ROTTERDAM/ERBIL - Iraqi Kurdistan is a petri dish for bacteria that no longer react to antibiotics. Some main bacteria gathered from nine hospitals in five Kurdish towns have been found to be almost 90 percent multi-resistant. This means that people ill with this bacteria can no longer be treated.
“An alarm is needed, because it is a disaster,” says Delshad Maghdid, a researcher of Kurdish descent in the Dutch city of Rotterdam, who is working on the problem of multi-resistant bacteria at the urology department of the Erasmus Medical Centre (EMC).
“Even though in Holland we have little resistant bacteria -- only about five percent -- this is an important subject,” he says in a Skype interview. The EMC wants to prevent this number from growing, and wants to find new solutions to fight multi-resistance in bacteria.
To enable research, Maghdid’s department went to Iraqi Kurdistan to collect samples of bacteria related to infections of the urinal tract and skin. They found that the bacteria are up to 86 percent resistant to multiple antibiotics. That is a good base for research, but a disaster for Kurdistan, he explains.
“As a result, people die of an infection, that elsewhere can be treated well,” according to Maghdid, who has three Kurdish PhD students working with him on the project in Rotterdam. “And when these people travel abroad, they can pass this bacteria over to others,” he says.

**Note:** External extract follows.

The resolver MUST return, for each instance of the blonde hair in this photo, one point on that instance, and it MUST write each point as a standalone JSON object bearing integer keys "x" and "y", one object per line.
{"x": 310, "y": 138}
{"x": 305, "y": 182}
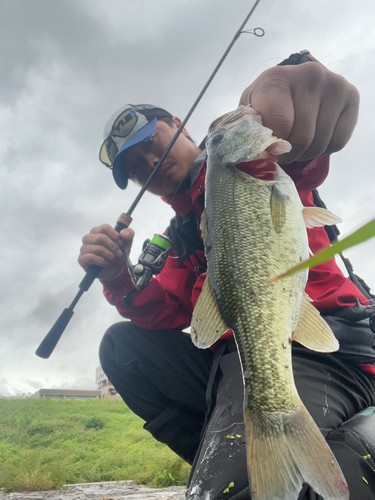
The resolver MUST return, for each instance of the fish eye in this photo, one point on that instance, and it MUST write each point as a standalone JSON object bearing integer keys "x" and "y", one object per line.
{"x": 217, "y": 138}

The gravity of the situation has been accepted at conferences in Kurdistan, where Maghdid presented his results. He has to be in regular contact with the Ministry of Health, which agrees action is needed but cites financial shortages.
Maghdid says that the cause of the problem is the excessive use of antibiotics in Kurdistan, starting at infancy. “In Europe, we do not give babies antibiotics until they are a year old, to make sure their immune system is stimulated. But in Kurdistan small babies are already given injections.”
In response, spokesman Dr Khalis Kader at the Ministry of Health in the Kurdistan capital of Erbil, points out that this is not a matter for his ministry, as the hospitals are tied to scientific protocols.
He calls the problem of resistant bacteria one that doctors should be aware of. But at the same time, he points to the culture in Iraqi Kurdistan. “People will take drugs without prescription, sometimes on advice of some relative.” The ministry has contacted the Syndicate of Pharmacists on the issue.
Bacteria become resistant when the patient does not finish a cure, or when he is fed time and again the same antidote. The immune system has been put out of order, so it cannot take over.
Kurdish doctors tend to prescribe a large number of medicines, because people expect them to, Maghdid says. “They are merciless when prescribing superfluous antibiotics for a simple flu, or in too high a concentration. They know it is dangerous and unnecessary, but they want to earn money.”
Kader calls this a “malpractice” which the ministry has often discussed with doctors.
Young doctor Omar Sarsam, who is specializing in cardio-thoracic medicine and works in different hospitals in Erbil, says he faces the problem often. “The patient does not believe he can be cured without antibiotics and demands them.”
That is why mothers buy antibiotics for their babies, without consulting a doctor, he says. “Parents lack education. A woman gets pregnant without knowing anything about her body, she just does what other people do or tell her to do.”
He puts part of the blame with nurses that are allowed to open clinics. “They are even called doctors, and see as many as 60 patients a day. They prescribe loads of antibiotics.”
Maghdid calls for prevention, in order to form a new generation that does not carry the multiple resistance. “That will take 10 to 15 years, and starts with the babies.”
He asks for hospitals to set up prevention units and to educate their staff on preventing bacteria from spreading. “Now, doctors will examine a patient wearing gloves, but don’t change them when they go to the next one.”
He also points out that in Kurdistan doctors only work with three main strains of antibiotics, while the pharmaceutical industry has developed new ones for the more intelligent bacteria. “Doctors have to open up to knowledge from the West. We have professors who will come over for free to help change the system.”
Sarsam agrees that doctors in Kurdistan should become better educated. But he thinks it is even more important that the Ministry of Health prohibits the selling of antibiotics over the counter. “It is a crime to give it to people without a prescription. We need a law to prevent that.”
And even so, he warns, it will take time before people will stop demanding the drugs. “If it is prohibited in Kurdistan, they will go to Mosul to get it without prescription. To make the change, we need careful planning.”